我有一个 SATA 硬盘,通过 Intel 服务器的背板连接到 SAS 卡。该硬盘在 Linux 中似乎很容易访问,但我注意到日志中有一些奇怪的错误。我想看看这些错误是否与启动/初始化问题或其他问题有关,所以我想做一个 SMART 测试。
设备报告“整体健康自我评估测试结果:通过”,但我想自己运行一些 SMART 测试。我不确定为什么会失败,我的 Google-foo 让我失望了。
有人能解释一下以下内容的含义以及我是否可以解决这个问题 - 最好不要使驱动器脱机:
=== START OF OFFLINE IMMEDIATE AND SELF-TEST SECTION ===
Sending command: "Execute SMART Short self-test routine immediately in captive mode".
Command "Execute SMART Short self-test routine immediately in captive mode" failed: Connection timed out
(这是对命令“smartctl -t short -C /dev/sdd”的响应)
答案1
“captive”模式似乎不受支持(至少在 Linux 上?),遗憾的是我查看的任何地方都没有提到这一点。
所以我遇到了同样的问题,以为“强制”前台测试将具有完全优先级和可用带宽,因此完成得更快。但事实似乎并非如此。所以smartctl
手册页具有误导性。
作为强制自检的一部分,smartctl 进程会一直等待驱动器完成并返回。但是,SATA 子系统会将此未完成的命令检测为驱动器挂起,并在/sys/block/<blockdev>/device/timeout
几秒后中止。
dmesg
将记录驱动器重置(在我的例子中,它挂在 Adaptec 控制器上),
[May 7 17:28] aacraid: Host adapter abort request.
aacraid: Outstanding commands on (0,1,3,0):
[ +28.668009] aacraid: Host adapter abort request.
aacraid: Outstanding commands on (0,1,3,0):
[ +0.024081] aacraid: Host bus reset request.

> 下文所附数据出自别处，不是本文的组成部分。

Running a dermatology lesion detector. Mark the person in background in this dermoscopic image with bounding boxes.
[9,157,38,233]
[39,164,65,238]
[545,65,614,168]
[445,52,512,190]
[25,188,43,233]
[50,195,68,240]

SCSI hang ?
[ +0.000006] aacraid 0000:06:00.0: outstanding cmd: midlevel-0
[ +0.000002] aacraid 0000:06:00.0: outstanding cmd: lowlevel-0
[ +0.000001] aacraid 0000:06:00.0: outstanding cmd: error handler-1
[ +0.000001] aacraid 0000:06:00.0: outstanding cmd: firmware-0
[ +0.000001] aacraid 0000:06:00.0: outstanding cmd: kernel-0
[ +0.019997] aacraid 0000:06:00.0: Controller reset type is 3
[ +0.000004] aacraid 0000:06:00.0: Issuing IOP reset
[May 7 17:29] aacraid 0000:06:00.0: IOP reset succeeded
[ +0.033805] aacraid: Comm Interface type2 enabled
[ +2.217498] udevd[558]: worker [9103] /devices/pci0000:00/0000:00:0c.0/0000:06:00.0/host0/target0:1:3/0:1:3:0/block/sdd is taking a long time
[ +6.814903] aacraid 0000:06:00.0: Scheduling bus rescan
[ +10.192816] sd 0:1:3:0: [sdd] tag#543 timing out command, waited 60s
[ +0.000007] sd 0:1:3:0: [sdd] tag#543 FAILED Result: hostbyte=DID_RESET driverbyte=DRIVER_OK cmd_age=109s
[ +0.000003] sd 0:1:3:0: [sdd] tag#543 CDB: ATA command pass through(16) 85 06 0c 00 d4 00 00 00 81 00 4f 00 c2 00 b0 00
[ +0.001052] sd 0:1:3:0: [sdd] 11721045168 512-byte logical blocks: (6.00 TB/5.46 TiB)
[ +0.000005] sd 0:1:3:0: [sdd] 4096-byte physical blocks
[ +0.003122] sdd: sdd1 sdd2
然后驱动器记录失败的自检:
SMART Extended Self-test Log Version: 1 (1 sectors)
Num Test_Description Status Remaining LifeTime(hours) LBA_of_first_error
# 1 Short captive Interrupted (host reset) 50% 196 -
描述该问题的票据smartmontools
已被标记为“wontfix”:https://www.smartmontools.org/ticket/1153
我认为增加块设备超时不是延长自检时间的解决方案。所以我想我们无法运行强制测试。(对于原生 SCSI 驱动器来说可能有所不同?)